After all of the planning, the three-day event finally started on Friday, December 7, 2018.
We started the stream, and boom—Discord, our main method of communication, just completely died on us. Just our luck! Thankfully, we were able to handle it well enough and the first day went way better than I even imagined. We raised nearly $1,000 in just the first day, which was the goal for the entire event.
First slot on the second day happens and we reached our goal again. Okay, what next? Well, bump up the goal and see what happens!
We were told early in the marathon that a very, very generous person would be matching donations up to $1,000. We had no idea when he was going to strike, we just knew it would happen. NintendoCapriSun, a popular YouTuber and friend of mine, had his slot at 9 p.m. on Saturday, where he told us that he was also matching up to $1,000.
And that’s when it happened: the first thousand is matched. NintendoCarpiSun was in shock for minutes until he came to and said, “I’ll be donating that next thousand when my block is done.” BAM, another $2,000 in just a couple hours. I was completely blown away.
When the third day comes around, a friend of mine who goes by FaronHeights did something a little interesting with his run. Viewers could donate to mess him up badly in the game he was playing. That little incentive raised a lot of money. I had to keep changing the donation goal probably every 20 minutes because we just kept reaching higher and higher numbers.
The marathon came to a close Sunday around 4 a.m., with more than $5,500 raised for the Prevent Cancer Foundation®. I couldn’t believe it. At one point during the planning, I thought $500 would be a good goal. Then when we set it to $1,000, I thought, “Nah, that’s too high. We’re not reaching that.” The generosity people have within the gaming community is absolutely insane.
The biggest thing I learned from running this charity event is to make sure you have people that can help you. The Prevent Cancer Foundation® was insanely generous with how much they were willing to help.
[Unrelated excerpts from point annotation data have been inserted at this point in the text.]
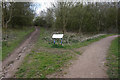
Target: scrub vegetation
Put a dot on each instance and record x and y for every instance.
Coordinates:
(113, 59)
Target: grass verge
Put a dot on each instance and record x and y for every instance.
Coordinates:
(46, 58)
(48, 44)
(38, 65)
(112, 59)
(15, 38)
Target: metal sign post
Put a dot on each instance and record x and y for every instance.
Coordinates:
(57, 36)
I came into this very inexperienced and I had no idea what I was doing, but from the first phone call with them, I knew things would be fine. Right away they gave me a rundown of everything they could possibly help me with and they made things very simple from the start.
Not only was the Foundation very helpful, but my friends were as well. Everyone realized how important this was to me and they all were there every step of the way. I can’t even begin to thank them enough for what they did for me, from keeping me sane to making sure things ran how they were supposed to. And of course, a huge thanks to my two artists, Wemblr and Comet, who worked a ton to make sure that everything looked great visually.
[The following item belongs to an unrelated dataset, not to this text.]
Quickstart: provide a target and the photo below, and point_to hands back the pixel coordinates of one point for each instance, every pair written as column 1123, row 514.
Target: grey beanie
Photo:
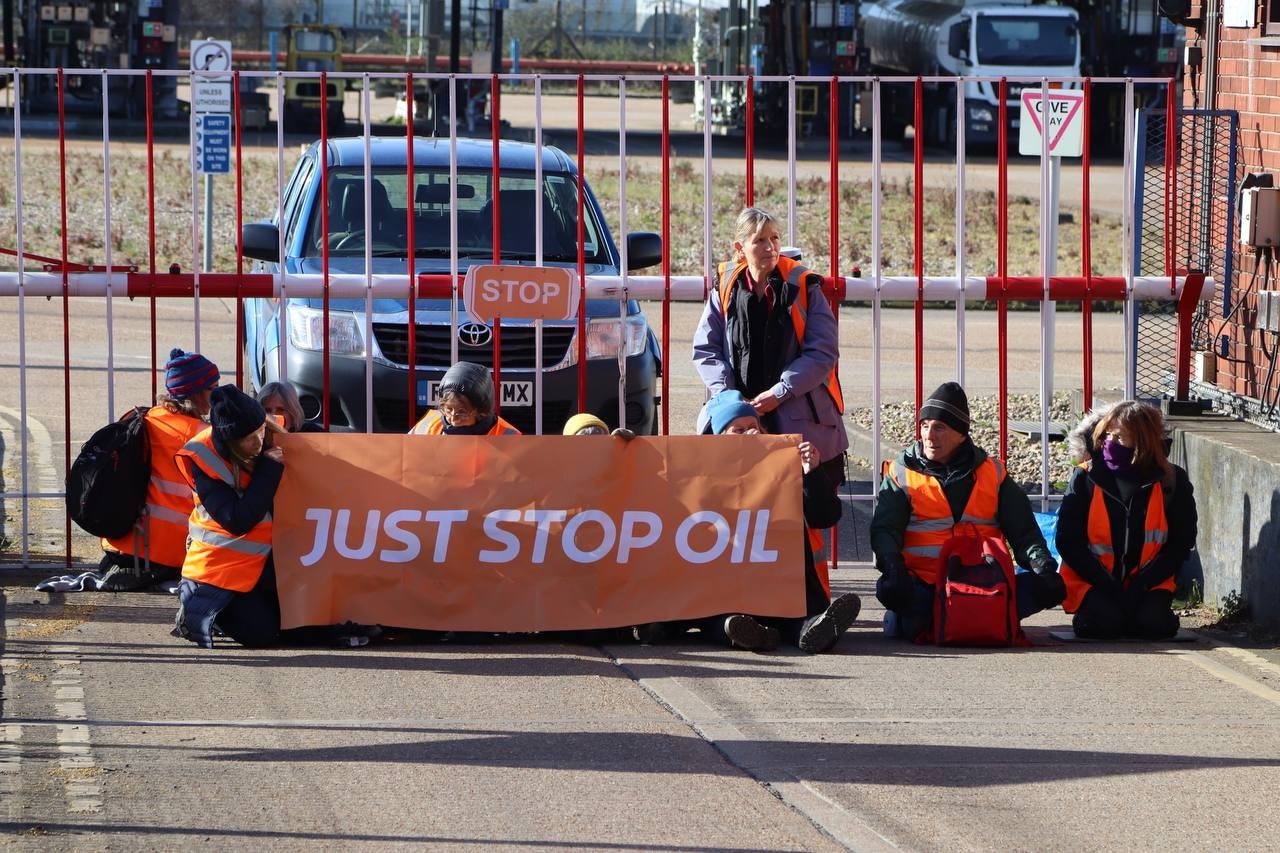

Making sure you have the right people is key, but making sure you have the right motivation is even bigger. This would have gone nowhere if I wasn’t motivated by what was going on around me. Losing someone to cancer sucks and it’s very easy for all the negatives to outweigh the positives. Steven loved video games and just having a good time with his friends and family. Rather than focusing on the fact that he left too soon, it was important for me to show the positive impact he had on my life.
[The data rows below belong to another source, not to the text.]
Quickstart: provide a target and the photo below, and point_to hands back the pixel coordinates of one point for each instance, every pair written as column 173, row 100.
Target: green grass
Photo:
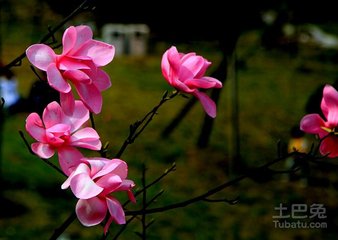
column 272, row 96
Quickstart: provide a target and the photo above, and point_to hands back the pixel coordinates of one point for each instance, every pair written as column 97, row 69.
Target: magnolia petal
column 59, row 128
column 79, row 116
column 329, row 146
column 190, row 67
column 91, row 212
column 90, row 96
column 41, row 56
column 170, row 64
column 74, row 37
column 56, row 80
column 35, row 127
column 52, row 114
column 201, row 73
column 107, row 225
column 68, row 39
column 77, row 76
column 84, row 187
column 312, row 123
column 207, row 103
column 84, row 34
column 127, row 185
column 116, row 166
column 100, row 79
column 74, row 63
column 102, row 166
column 86, row 138
column 67, row 102
column 206, row 82
column 109, row 182
column 116, row 210
column 69, row 159
column 330, row 102
column 101, row 53
column 43, row 150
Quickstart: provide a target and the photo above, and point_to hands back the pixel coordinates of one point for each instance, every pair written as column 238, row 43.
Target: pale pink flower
column 79, row 63
column 325, row 128
column 94, row 181
column 185, row 72
column 62, row 133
The biggest takeaway I got from this marathon is all of the good that it did. There wasn’t one person who single handedly raised $5,500—it was a group effort. Without that kind of teamwork, none of this would’ve happened. I can’t wait to do this again in 2019.
Long time viewer, first time charity stream reflection article poster. I said it before and I’ll say it here too: your hard work, dedication, and passion truly showed in the stream. The event was a lot of fun, and I can’t wait for the next one!